There is an ongoing debate in the data storage industry about RAID and when it makes sense to replace it with erasure coding. Remember, RAID is actually a form of virtualization; it creates virtual storage volumes from a combination of physical disks connected by physical hardware and cable, and operates under a common management and protection scheme.
Erasure coding, often viewed as a RAID replacement, is simply another mechanism for spreading data over an assembly of disks. In some implementations, erasure coding systems forgo a common physical controller and use a clustered or distributed management scheme to write data to the disk drives. They also use a special coding methodology to deliver resiliency to the data.
If these are viewed as two ends of a spectrum -- centrally managed and protected virtual volumes versus distributed, self-healing disk collections -- then there are many systems that fall in between from an architectural standpoint. These options that can enhance RAID are rarely discussed within the context of RAID versus erasure coding debates.

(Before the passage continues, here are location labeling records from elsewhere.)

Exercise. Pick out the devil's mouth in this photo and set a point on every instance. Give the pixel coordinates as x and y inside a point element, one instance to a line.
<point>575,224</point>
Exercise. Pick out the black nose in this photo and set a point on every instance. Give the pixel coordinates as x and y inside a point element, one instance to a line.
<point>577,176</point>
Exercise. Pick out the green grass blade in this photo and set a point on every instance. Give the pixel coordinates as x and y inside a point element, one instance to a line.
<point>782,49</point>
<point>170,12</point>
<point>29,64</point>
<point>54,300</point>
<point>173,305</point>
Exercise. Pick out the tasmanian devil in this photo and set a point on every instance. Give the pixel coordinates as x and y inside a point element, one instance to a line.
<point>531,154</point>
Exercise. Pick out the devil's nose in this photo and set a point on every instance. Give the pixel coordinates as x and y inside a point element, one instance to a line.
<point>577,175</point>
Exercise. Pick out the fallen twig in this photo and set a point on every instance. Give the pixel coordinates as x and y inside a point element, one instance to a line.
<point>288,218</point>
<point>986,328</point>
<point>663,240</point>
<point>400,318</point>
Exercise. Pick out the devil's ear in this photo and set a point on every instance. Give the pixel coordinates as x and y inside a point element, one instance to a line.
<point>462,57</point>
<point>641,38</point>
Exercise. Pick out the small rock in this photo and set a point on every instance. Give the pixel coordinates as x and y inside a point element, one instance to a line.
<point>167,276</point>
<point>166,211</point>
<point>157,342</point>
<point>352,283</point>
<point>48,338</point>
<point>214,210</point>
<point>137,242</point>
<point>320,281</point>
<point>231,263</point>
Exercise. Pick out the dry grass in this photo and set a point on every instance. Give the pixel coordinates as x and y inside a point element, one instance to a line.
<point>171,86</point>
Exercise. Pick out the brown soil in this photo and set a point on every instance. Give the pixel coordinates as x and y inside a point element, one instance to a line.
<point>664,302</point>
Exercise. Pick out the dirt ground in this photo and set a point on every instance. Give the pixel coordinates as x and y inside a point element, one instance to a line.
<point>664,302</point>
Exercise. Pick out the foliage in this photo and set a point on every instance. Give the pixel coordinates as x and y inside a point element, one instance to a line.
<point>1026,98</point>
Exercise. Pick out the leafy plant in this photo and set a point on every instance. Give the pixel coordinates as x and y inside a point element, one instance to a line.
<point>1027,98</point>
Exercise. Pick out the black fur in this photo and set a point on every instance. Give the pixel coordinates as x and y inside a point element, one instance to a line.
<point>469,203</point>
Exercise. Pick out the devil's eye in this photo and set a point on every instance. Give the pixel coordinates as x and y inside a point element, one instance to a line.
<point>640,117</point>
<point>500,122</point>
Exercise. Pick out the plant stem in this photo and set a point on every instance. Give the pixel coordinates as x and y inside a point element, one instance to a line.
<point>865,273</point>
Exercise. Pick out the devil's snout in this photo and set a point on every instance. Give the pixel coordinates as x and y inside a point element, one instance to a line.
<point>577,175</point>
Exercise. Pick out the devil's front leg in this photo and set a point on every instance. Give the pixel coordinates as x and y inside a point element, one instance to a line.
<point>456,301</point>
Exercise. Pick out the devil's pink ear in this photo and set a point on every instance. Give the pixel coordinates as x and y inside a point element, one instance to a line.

RAID is delivered via software hosted either in an application server or on an array controller (which, these days, is essentially a server). The main problems with the current generation of RAID systems is that disk capacities have grown exponentially, imposing lengthier rebuild times should a disk in the RAID set fail. Aggravating the situation is that drives fail more frequently than vendors previously admitted -- in the time it takes to rebuild the RAID volume, a second or third drive may well fail, rendering all data on the volume unreadable.
How to use storage virtualization to enhance RAID
This vulnerability could be addressed by nesting RAID under another virtualization scheme that delivers, essentially, an array of arrays. IBM's SAN Volume Controller, as well as storage hypervisor products from numerous vendors, can accomplish this task and enable entire RAID arrays to be treated simply as discrete disks in a larger RAID scheme.
Alternatively, storage virtualization software can be used to create a virtual pool of capacity to which data can be stored, and where it can be exposed to numerous data protection techniques. Data stored to a DataCore Software SANsymphony-V storage pool, for example, can be protected with any or all of an assortment of data protection functions ranging from journaling (continuous data protection) to snapshotting to synchronous or asynchronous replication.
Hardware vendors are also seeking to improve the resiliency of storage with the pioneer in this space being X-IO. That vendor's Intelligent Storage Element array stores data differently to disk, using a unique drive-addressing scheme with a redundancy process built into data placement. Furthermore, the company's pedigree -- it was formerly Seagate's Advanced Storage Architecture division -- provides it with the inside track on Seagate's drive testing and remediation technologies, which enables drives exhibiting questionable status to be remediated in place or taken out of use within the array in a very efficient process.
The bottom line is that the vulnerability of traditional RAID should not be viewed necessarily as an urgent motivation for change. There are many ways to bolster or enhance RAID systems to improve the protection they afford to data before making a disruptive change to object storage systems with erasure coding.